Mr. Luján (for himself, Ms. Smith, Mr. Booker, Ms. Baldwin, …

Summary

What This Bill Does

The "No Tax Breaks for Union Busting Act" eliminates tax deductions for employer spending on activities designed to influence workers' decisions about unionizing, collective bargaining, or other labor organization activities. Currently, employers can deduct these "union-busting" expenses as ordinary business costs, effectively receiving a taxpayer subsidy for anti-union campaigns.
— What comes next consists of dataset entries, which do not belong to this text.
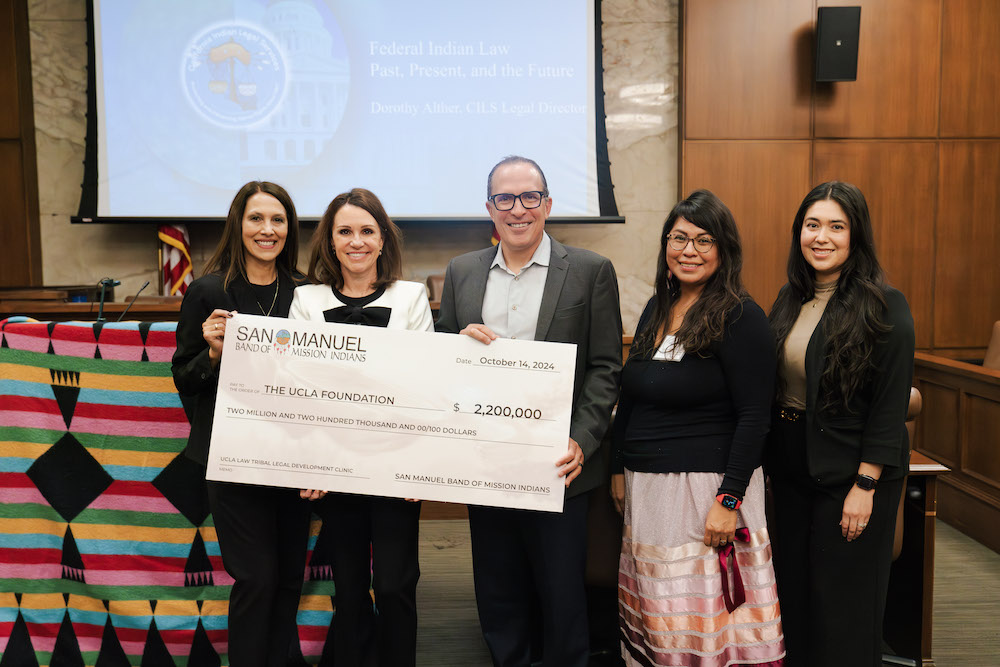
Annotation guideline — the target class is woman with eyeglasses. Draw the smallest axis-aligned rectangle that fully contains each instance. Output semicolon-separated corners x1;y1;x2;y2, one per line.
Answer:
289;188;434;667
611;190;785;666
766;181;914;667
171;181;310;667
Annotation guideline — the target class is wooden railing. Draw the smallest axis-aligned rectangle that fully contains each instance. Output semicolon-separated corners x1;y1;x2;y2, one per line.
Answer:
914;352;1000;553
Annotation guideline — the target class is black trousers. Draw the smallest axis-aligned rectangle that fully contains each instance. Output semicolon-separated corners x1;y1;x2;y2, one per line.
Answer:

This bill ends that tax benefit and requires employers and anti-union consultants to report such spending to the IRS, with penalties for non-compliance.

Who Benefits and How

  • Workers and labor unions benefit because employers face higher costs to oppose unionization efforts, potentially making anti-union campaigns less attractive and giving workers more freedom to make organizing decisions without employer interference
  • The federal treasury benefits from increased tax revenue as companies can no longer write off anti-union expenditures, which currently total an estimated $340 million annually on outside consultants alone
  • Labor organizations gain a more level playing field in organizing campaigns, as employer opposition becomes more expensive

Who Bears the Burden and How

  • All employers who engage in activities to influence employees' labor-related decisions lose tax deductions for these expenses, increasing their effective cost by their marginal tax rate (potentially 21% or more for corporations)
  • Anti-union consulting firms ("union avoidance consultants") must file new IRS reporting returns disclosing their clients and activities, increasing transparency and compliance burden
  • Employers conducting covered activities face new compliance requirements including mandatory reporting of dates, amounts, and types of labor-related expenditures on their tax returns
  • Non-compliant employers face penalties starting at $10,000 minimum (or $1,000 per full-time employee, whichever is greater), with escalating penalties of the same amount every 30 days for continued failures, up to $100,000 maximum

Key Provisions

  • Eliminates tax deductions for any employer attempt to influence employees regarding labor organizations, including captive audience meetings, anti-union training sessions, and costs related to unfair labor practice complaints or settlements
  • Defines covered expenditures broadly to include: direct and indirect costs (including wages), amounts triggering NLRB complaints or settlements, meetings with employees discussing unions, and anything reportable under existing labor disclosure laws
  • Exempts legitimate labor relations activities including: collective bargaining negotiations with recognized unions, voluntary recognition processes, labor-management partnerships, grievance procedures, legally-required workplace postings, and amounts paid by labor organizations themselves
  • Creates penalty structure under new IRC Section 6720D for failing to report labor-related expenditures, with reasonable cause exception
  • Requires third-party consultant reporting under new IRC Section 6039K, mandating that anti-union consultants file returns identifying their clients, activities, and amounts received
  • Takes effect 240 days after enactment to allow Treasury time to issue implementing regulations
Model: claude-opus-4-5-20251101
Generated: Dec 27, 2025 21:32

Evidence Chain:

This summary is derived from the structured analysis below. See "Detailed Analysis" for per-title beneficiaries/burden bearers with clause-level evidence links.

Primary Purpose

We use a combination of our own taxonomy and classification in addition to large language models to assess meaning and potential beneficiaries. High confidence means strong textual evidence. Always verify with the original bill text.